The word differentiation makes us think of individualized programming. That always just seems like a lot of work. But differentiation can also just be part of how you organize your lessons. The best way to know if you are differentiating your lessons is to think about what a non-differentiated lesson would look like.

When we teach one lesson to the whole class and then the whole class does exactly the same activity, and the activity is closed, then it is most likely a non-differentiated lesson. Is that always a bad thing? No. Sometimes, that lesson is perfectly geared to the students I have. Sometimes at the beginning of a learning cycle I may start that way to see where everyone is at. But, if the majority of my lessons look like that then I am not differentiating.

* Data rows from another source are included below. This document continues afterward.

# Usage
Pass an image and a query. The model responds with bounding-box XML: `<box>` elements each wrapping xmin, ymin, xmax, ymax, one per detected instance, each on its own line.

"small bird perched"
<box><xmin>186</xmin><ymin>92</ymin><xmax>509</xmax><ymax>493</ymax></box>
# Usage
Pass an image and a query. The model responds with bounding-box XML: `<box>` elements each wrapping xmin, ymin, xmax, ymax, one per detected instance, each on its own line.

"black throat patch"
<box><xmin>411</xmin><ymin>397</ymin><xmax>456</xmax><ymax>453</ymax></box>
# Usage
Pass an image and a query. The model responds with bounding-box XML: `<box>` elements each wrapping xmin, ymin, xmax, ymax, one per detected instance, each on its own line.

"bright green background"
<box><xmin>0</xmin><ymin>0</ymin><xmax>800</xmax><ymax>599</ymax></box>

Differentiation just means that I design my lessons, learning and activities to meet the needs of a variety of students. I differentiate because I believe that all of my students can learn but they might learn in different ways and at different times and with different kinds of instruction. It does not mean that each student needs a separate activity. If you use the following teaching practices, you are differentiating:

- Small group instruction where the teacher is proactive in selecting students in advance who need to learn or practice a particular skill. These are not always your struggling students. Use small groups to push all students to the very next level of understanding.
- Small group instruction where the students self-identify that they need extra support. Instead of trying to answer questions by going to students, have the students come to you and work in a small group. It is a more effective use of your time. Once you create a culture of working with small groups (and it can and does happen from kindergarten through grade 12) then students will often automatically figure out when they need extra support.
- Grouping students strategically. I don’t suggest letting students choose their own groups very often. They don’t choose well and someone always feels left out. When you group students for a particular task based on the their abilities, sometimes choosing mixed abilities, sometimes choosing interest and sometimes using homogeneous groups, you create differentiated learning from their peers.
- Open-ended tasks allow students to enter the work at their comfort level. If you create a worksheet, make sure that the questions are open-ended. A closed worksheet means there is only one correct answer. If there is only one possible answer then those that know it aren’t thinking much and those that don’t can’t do it. Practice sheets are sometimes useful but again, what happens for those students for whom it is new material, not practice?
- Create tasks of varying difficulty and let students choose the one they want to work on. If you look at the curriculum, rarely does it say that students have to demonstrate the skill with a complex problem. Offer students a choice of problems all which target the concept you are teaching. Rarely do students pick a problem that is too hard or easy for them; if they do, don’t forget that you are the teacher and can guide them in their choice.
- If the task is open-ended, do think ahead of time about how you can create closed parameters for those that need more structure. Can you organize the page? Provide the vocabulary? Offer graphic organizers? Chunk the work?
- Guided instruction means that you have frequent check-ins. You have determined the tricky bits ahead of time and stop all students, or groups of students, to ensure they are on the right track. Just as you chunk student work you can chunk your instruction into smaller bits.

If you organize your teaching with a belief that all students need to do the same learning through the same task at the same time, you are not differentiating. But, if you organize your teaching so that students are able to attack the learning from different entry points, all reaching the same goal by the end, then you are differentiating. Differentiation is really about your pedagogical beliefs about how students learn.